Dominik Szczęsny-Kostanecki
7 komentarzy
tagore
17 kwietnia 2017 o 23:48Wyrzucenie Turcji z NATO i tureckich wojsk okupacyjnych z Cypru może zakończyć ten sen o imperium.
SyøTroll
18 kwietnia 2017 o 07:54Tak rozumiem, na Cyprze mogą mogą pozostać jedynie „rdzenne” wojska greckie i brytyjskie.
Z powodu małego Cypru sen o odbudowie imperium się nie skończy. Trwał od pewnego czasu i do tej pory nikomu nie przeszkadzał, tak jak „nikomu nie przeszkadzała” najpierw podważenie suwerenności Syrii – rozszerzenie przestrzeni powietrznej Turcji wgłąb terytorium syryjskiego.
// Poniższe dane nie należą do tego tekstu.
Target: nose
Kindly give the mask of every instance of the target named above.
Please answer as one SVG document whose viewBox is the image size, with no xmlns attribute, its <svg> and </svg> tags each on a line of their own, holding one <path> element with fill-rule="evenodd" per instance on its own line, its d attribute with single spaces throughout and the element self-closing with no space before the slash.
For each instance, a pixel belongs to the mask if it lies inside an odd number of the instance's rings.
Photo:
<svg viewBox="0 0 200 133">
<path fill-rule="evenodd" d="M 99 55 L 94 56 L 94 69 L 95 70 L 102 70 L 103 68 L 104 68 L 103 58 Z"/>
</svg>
Następnie „obronna” „Tarcza Eufratu” w odróżnieniu od próby zdobycia przyczółka w Gazie (bezpośrednio po prowokacji Mavi Marmara) czy zniechęceniu Turcji do udziału w brytyjsko-francusko-belgijskiej rozróbie w Libii.
Paweł Bohdanowicz
18 kwietnia 2017 o 09:13Wydaje mi się, że NATO bardziej potrzebuje Turcji, niż Turcja NATO. Kto jest ewentualnym militarnym zagrożeniem dla Turcji? Rosja? USA? Czy Turcja ma się stać kolejną Ukrainą? Czy może kolejnym Irakiem?
tagore
14 marca 2018 o 15:10Turcja Erdogana nie jest już członkiem NATO i lepiej aby dotarło to jak najszybciej do pozostałych jego członków. Usunięcie wojsk okupacyjnych Tureckich i przywrócenie suwerenności Republiki Cypryjskiej podkopało by władzę Erdogana ,turecki władca może być tylko zwycięski.
Krzyś
18 kwietnia 2017 o 12:02„nad Wisłą rozdział państwa od kościoła postulowany jest przed ateistów i antyklerykałów (rzadziej agnostyków)”
Autor tego tekstu popisał się wiedzą godną wczesnego gimnazjalisty. 🙂
No bez jaj!
Keriusz
18 kwietnia 2017 o 12:22Aż trudno w to uwierzyć, że są ludzie którzy głosują przeciwko swojej wolności, przeciwko swoim prawom obywatelskim, przeciwko prawu do wybierania władzy, przeciwko prawu do niezawisłych sadów, przeciwko prawu do korzystania z wolnych mediów. Wszystkie te prawa chętnie oddają za obietnice wodza, który zapowiada że wprowadzi im karę śmierci, że wyrzuci obcych i zlikwiduje elity i że wszyscy będą zarabiać powyżej średniej krajowej. I ludzie naprawdę w to wierzą. Co oni mają w głowach? Jakże łatwo można ludźmi manipulować, mamić ich pustymi obietnicami!
jubus
19 kwietnia 2017 o 15:13Ludzie co wy bredzicie. Naród turecki wybrał właściwa drogę dla siebie, zgodną z zasadami Kemala Paszy. Ten artykuł, podobnie jak i komentarze to brednie.